Bert: Wiki Data Formation Problem, Need Sentence Split

Created on 9 Jan 2019 · 32Comments · Source: google-research/bert

I'm checking and converting the wiki data for pre-trainning, just like below:

11_06_17__01_09_2019

When the process finished, I've got 12792 files, one of these files shows like below:

2019-01-09 10 58 38

One line means represents one paragraph, but what we need is one line for one sentence, so am I wrong, or the script is not complete ? Do you have the complete script to do the whole job ?

Source

zheolong

👀1

Most helpful comment

@zheolong

https://github.com/dsindex/bert

you can copy 'create_pretraining_data.bash' for that purpose :)

download wiki data
- https://dumps.wikimedia.org/enwiki/latest/enwiki-latest-pages-articles.xml.bz2
extract text

$ cd data
$ git clone https://github.com/attardi/wikiextractor
$ cd wikiextractor
$ python WikiExtractor.py -o ../output < ../enwiki-latest-pages-articles.xml

create pretraining data
- https://github.com/dsindex/bert/blob/master/create_pretraining_data.bash

$ ./create_pretraining_data.bash

dsindex on 9 Jan 2019

👍2

All 32 comments

@zheolong

i used below script to split sentences to new-lines of sentences.

https://github.com/dsindex/bert/blob/master/preprocess.py

dsindex on 9 Jan 2019

@dsindex That's what I want. Can u show me an command example to run this script?

zheolong on 9 Jan 2019

@zheolong

https://github.com/dsindex/bert

you can copy 'create_pretraining_data.bash' for that purpose :)

download wiki data
- https://dumps.wikimedia.org/enwiki/latest/enwiki-latest-pages-articles.xml.bz2
extract text

$ cd data
$ git clone https://github.com/attardi/wikiextractor
$ cd wikiextractor
$ python WikiExtractor.py -o ../output < ../enwiki-latest-pages-articles.xml

create pretraining data
- https://github.com/dsindex/bert/blob/master/create_pretraining_data.bash

$ ./create_pretraining_data.bash

dsindex on 9 Jan 2019

👍2

@dsindex create_pretraining_data.py treats one wiki web page as one paragraph in the final txt, is that right.

zheolong on 9 Jan 2019

it read output/AA/wiki_00.txt(for example) and convert to tf record file.
and wiki_xx.txt is made from several wiki pages.
(because there are many doc ids in it).

since create_pretraining_data.py can’t handle very large text file due to out of memory,
we should spilt input text file.
so, we can feed output/*/*.tfrecord to run_pretraining script.

dsindex on 9 Jan 2019

@dsindex wiki_xx.txt is made from several wiki pages, ok, I've figured that.

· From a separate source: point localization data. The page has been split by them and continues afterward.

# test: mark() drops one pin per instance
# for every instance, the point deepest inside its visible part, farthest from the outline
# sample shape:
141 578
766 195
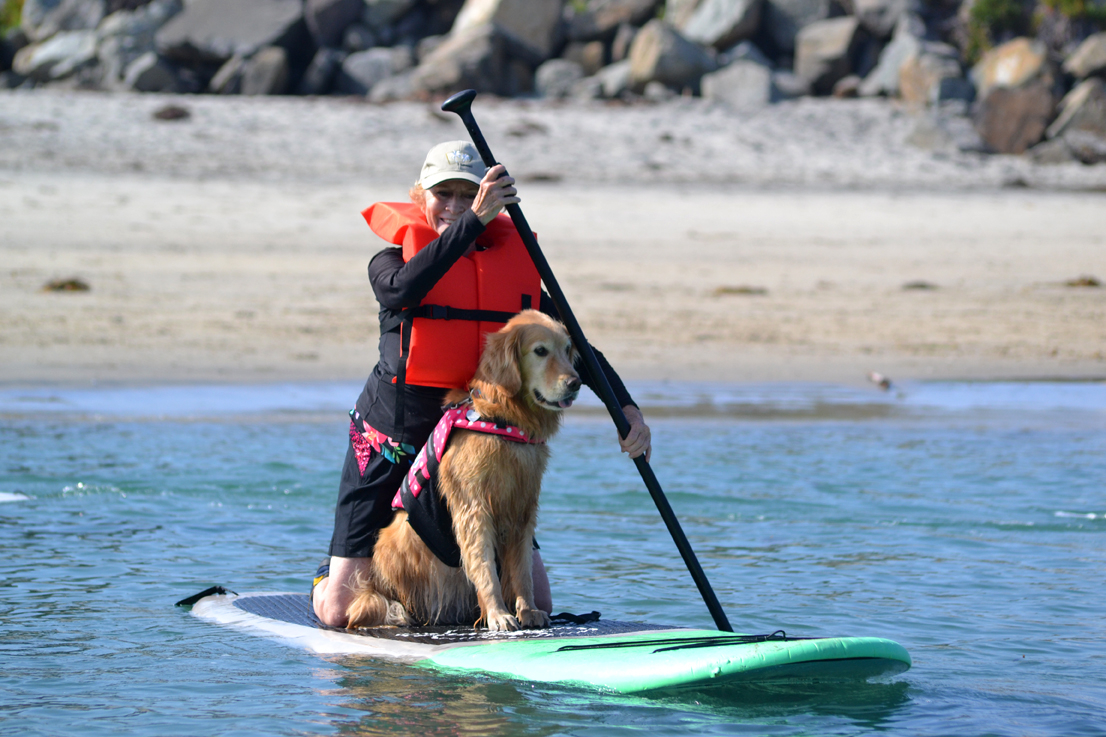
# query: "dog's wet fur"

So, what I want to say, is like below

zheolong on 10 Jan 2019

@zheolong

i got it. well, i think you’d better modify the wikiExtractor to achieve what you want.

(edit) i just get an idea to spilit the paragraphs. let me think....

dsindex on 10 Jan 2019

@dsindex I've checked the google public small sample, and your program is doing the right thing. Multiple paragraph can be merged to one block.

The google public small sample, like below

This text is included to make sure Unicode is handled properly: 力加勝北区ᴵᴺᵀᵃছজটডণত
Text should be one-sentence-per-line, with empty lines between documents.
This sample text is public domain and was randomly selected from Project Guttenberg.

The rain had only ceased with the gray streaks of morning at Blazing Star, and the settlement awoke to a moral sense of cleanliness, and the finding of forgotten knives, tin cups, and smaller camp utensils, where the heavy showers had washed away the debris and dust heaps before the cabin doors.
Indeed, it was recorded in Blazing Star that a fortunate early riser had once picked up on the highway a solid chunk of gold quartz which the rain had freed from its incumbering soil, and washed into immediate and glittering popularity.
Possibly this may have been the reason why early risers in that locality, during the rainy season, adopted a thoughtful habit of body, and seldom lifted their eyes to the rifted or india-ink washed skies above them.
"Cass" Beard had risen early that morning, but not with a view to discovery.
A leak in his cabin roof,--quite consistent with his careless, improvident habits,--had roused him at 4 A. M., with a flooded "bunk" and wet blankets.
The chips from his wood pile refused to kindle a fire to dry his bed-clothes, and he had recourse to a more provident neighbor's to supply the deficiency.
This was nearly opposite.
Mr. Cassius crossed the highway, and stopped suddenly.
Something glittered in the nearest red pool before him.
Gold, surely!
But, wonderful to relate, not an irregular, shapeless fragment of crude ore, fresh from Nature's crucible, but a bit of jeweler's handicraft in the form of a plain gold ring.
Looking at it more attentively, he saw that it bore the inscription, "May to Cass."
Like most of his fellow gold-seekers, Cass was superstitious.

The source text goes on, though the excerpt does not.